When it came time to transfer from Illinois, he got offers from a ton of Mid-American Conference schools.
“But I wanted to get out of the Midwest, I wanted to get away for my last two seasons,” he said. “The Midwest, it’s just so cold there. I was looking for warm weather and a good program.”
He found both at ODU.
“Once I got in contact with coach Rahne, the first time I talked to him, it just felt like this is the head coach I wanted to play for,” he said. “And play by the beach? Yeah, I love that.”
Huettel said Barlev “has pro potential. He’s very, very driven and that’s his goal. He’s going to get opportunities. He won’t play at tackle in the NFL, but he could play guard or center. He can excel at center because he’s such a smart football player.”

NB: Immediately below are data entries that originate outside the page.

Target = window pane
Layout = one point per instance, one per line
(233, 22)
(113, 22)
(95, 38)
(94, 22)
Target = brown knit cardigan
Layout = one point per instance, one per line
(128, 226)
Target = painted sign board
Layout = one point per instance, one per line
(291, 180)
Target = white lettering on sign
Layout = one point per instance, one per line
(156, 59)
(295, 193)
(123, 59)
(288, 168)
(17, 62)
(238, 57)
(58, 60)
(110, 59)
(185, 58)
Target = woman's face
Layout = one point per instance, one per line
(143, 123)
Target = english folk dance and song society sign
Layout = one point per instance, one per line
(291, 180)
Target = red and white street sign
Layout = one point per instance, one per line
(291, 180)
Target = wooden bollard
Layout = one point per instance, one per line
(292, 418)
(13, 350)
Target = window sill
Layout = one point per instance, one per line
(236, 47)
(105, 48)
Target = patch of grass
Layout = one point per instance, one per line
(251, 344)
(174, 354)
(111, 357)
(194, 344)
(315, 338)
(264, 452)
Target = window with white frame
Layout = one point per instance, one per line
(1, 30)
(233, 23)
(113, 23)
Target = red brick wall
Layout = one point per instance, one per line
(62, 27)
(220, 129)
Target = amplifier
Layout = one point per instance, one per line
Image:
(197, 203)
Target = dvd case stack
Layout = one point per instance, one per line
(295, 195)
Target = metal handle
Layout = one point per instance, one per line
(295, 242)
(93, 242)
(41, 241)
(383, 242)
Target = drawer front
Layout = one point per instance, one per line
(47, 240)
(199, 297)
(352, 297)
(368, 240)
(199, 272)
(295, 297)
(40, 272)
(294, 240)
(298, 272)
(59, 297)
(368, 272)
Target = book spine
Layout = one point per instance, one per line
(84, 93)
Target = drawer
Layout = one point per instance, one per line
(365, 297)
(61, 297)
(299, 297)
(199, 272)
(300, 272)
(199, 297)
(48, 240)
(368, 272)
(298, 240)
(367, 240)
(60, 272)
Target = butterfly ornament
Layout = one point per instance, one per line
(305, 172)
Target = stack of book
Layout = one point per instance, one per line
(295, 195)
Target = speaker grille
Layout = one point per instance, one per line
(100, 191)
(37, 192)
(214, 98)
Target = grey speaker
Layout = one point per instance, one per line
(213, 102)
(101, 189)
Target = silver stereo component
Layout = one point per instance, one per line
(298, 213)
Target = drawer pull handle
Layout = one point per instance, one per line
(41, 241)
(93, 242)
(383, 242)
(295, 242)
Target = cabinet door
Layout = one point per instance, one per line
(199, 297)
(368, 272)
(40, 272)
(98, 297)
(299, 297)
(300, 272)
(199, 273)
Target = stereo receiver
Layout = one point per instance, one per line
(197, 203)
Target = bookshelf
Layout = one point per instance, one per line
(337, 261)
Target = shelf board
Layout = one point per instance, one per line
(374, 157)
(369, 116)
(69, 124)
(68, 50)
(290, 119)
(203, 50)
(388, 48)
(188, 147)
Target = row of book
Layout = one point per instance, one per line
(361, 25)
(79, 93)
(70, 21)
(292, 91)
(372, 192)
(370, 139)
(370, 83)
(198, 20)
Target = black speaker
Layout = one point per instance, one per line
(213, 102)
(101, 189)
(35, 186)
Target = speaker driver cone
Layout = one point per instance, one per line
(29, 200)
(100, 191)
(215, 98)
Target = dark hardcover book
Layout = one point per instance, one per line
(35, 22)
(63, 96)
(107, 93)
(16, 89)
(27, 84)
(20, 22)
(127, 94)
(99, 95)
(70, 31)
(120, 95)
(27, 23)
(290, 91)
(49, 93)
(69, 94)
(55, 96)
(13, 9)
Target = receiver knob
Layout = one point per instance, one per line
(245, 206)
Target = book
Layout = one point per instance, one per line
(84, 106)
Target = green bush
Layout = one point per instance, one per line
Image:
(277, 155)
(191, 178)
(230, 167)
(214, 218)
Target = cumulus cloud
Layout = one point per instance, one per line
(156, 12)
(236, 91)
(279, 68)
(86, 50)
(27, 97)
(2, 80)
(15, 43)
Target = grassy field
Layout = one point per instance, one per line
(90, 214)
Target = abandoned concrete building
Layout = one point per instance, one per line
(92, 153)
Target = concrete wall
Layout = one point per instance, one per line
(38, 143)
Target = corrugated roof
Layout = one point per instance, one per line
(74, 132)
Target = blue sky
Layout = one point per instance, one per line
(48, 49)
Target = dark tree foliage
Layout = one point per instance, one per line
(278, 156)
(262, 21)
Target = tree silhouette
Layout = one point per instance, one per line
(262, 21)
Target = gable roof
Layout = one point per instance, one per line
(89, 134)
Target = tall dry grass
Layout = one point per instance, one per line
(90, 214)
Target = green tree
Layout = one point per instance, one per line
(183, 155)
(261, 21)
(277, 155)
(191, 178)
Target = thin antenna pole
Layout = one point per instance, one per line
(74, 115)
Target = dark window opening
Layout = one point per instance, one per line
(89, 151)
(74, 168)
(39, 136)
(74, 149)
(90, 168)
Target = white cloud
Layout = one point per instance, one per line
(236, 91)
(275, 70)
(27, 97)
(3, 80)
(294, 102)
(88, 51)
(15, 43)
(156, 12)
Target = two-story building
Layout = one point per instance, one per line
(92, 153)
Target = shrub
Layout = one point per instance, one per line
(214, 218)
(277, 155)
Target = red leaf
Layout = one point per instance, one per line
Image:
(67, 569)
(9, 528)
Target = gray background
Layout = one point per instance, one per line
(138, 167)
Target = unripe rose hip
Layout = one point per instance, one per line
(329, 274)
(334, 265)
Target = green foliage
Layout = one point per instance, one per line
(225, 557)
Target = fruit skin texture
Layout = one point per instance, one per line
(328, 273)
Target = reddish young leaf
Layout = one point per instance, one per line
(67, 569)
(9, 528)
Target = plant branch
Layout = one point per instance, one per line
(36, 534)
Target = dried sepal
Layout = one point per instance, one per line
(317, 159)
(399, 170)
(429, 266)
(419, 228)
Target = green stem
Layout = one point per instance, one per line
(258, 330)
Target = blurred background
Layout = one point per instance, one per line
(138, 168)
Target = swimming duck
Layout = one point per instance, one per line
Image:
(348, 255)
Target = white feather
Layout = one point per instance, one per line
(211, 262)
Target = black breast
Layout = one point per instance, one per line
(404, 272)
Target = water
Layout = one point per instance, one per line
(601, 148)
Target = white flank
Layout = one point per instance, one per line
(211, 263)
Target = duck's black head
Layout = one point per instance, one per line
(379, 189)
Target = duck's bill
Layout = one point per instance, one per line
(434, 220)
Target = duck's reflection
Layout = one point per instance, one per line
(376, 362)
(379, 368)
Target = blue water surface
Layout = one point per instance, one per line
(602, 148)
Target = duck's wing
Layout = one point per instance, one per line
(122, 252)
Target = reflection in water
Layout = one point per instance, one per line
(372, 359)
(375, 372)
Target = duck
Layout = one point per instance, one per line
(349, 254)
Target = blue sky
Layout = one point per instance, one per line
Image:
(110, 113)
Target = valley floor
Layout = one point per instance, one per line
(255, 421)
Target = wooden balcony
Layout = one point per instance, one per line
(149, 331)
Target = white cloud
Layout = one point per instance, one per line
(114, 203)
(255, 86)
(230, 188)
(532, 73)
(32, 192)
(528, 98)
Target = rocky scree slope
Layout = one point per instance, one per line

Asked last week during Sun Belt Media Days in New Orleans about his pro future, Barlev said he’s trying not to think about it. There are nearly five weeks of practice ahead, followed by 12 regular-season games, and, hopefully, a postseason as well.
He is adhering to Rahne’s 1-0 mentality, that dictates you don’t look past your next opponent or even your next practice, that you focus on the moment.
You can forgive his family for looking ahead to ODU's opener at Indiana on Aug. 30. Bloomington, Indiana is just a four-hour drive from Bolingbrook and nearly 40 family members plan to be there.
Scott and Jean have attended every game he's played and will attend every game this season. They joined the Old Dominion Athletic Foundation largely to get a tailgate parking pass, and often party with The Monarchists, a group of ODU boosters, before home games.
Their son, for one, is focused on this week's start of practice.
“I thought our offensive line was really close last year,” he said. “But the jump we’ve made to this year is just insane. I feel like we’re all literally brothers. The amount of trust we have for each other is amazing.
“We’re ready to go to work. If we focus on one day at a time and work hard, we can be a really good team.
“Yes, I was a preseason first-team pick. And I know some people are expecting us to do well this season.
“But all of that means nothing. It’s all guess work. We’ve got to put in the work. And I know we’re going to do that. This team is so determined to go out and win.”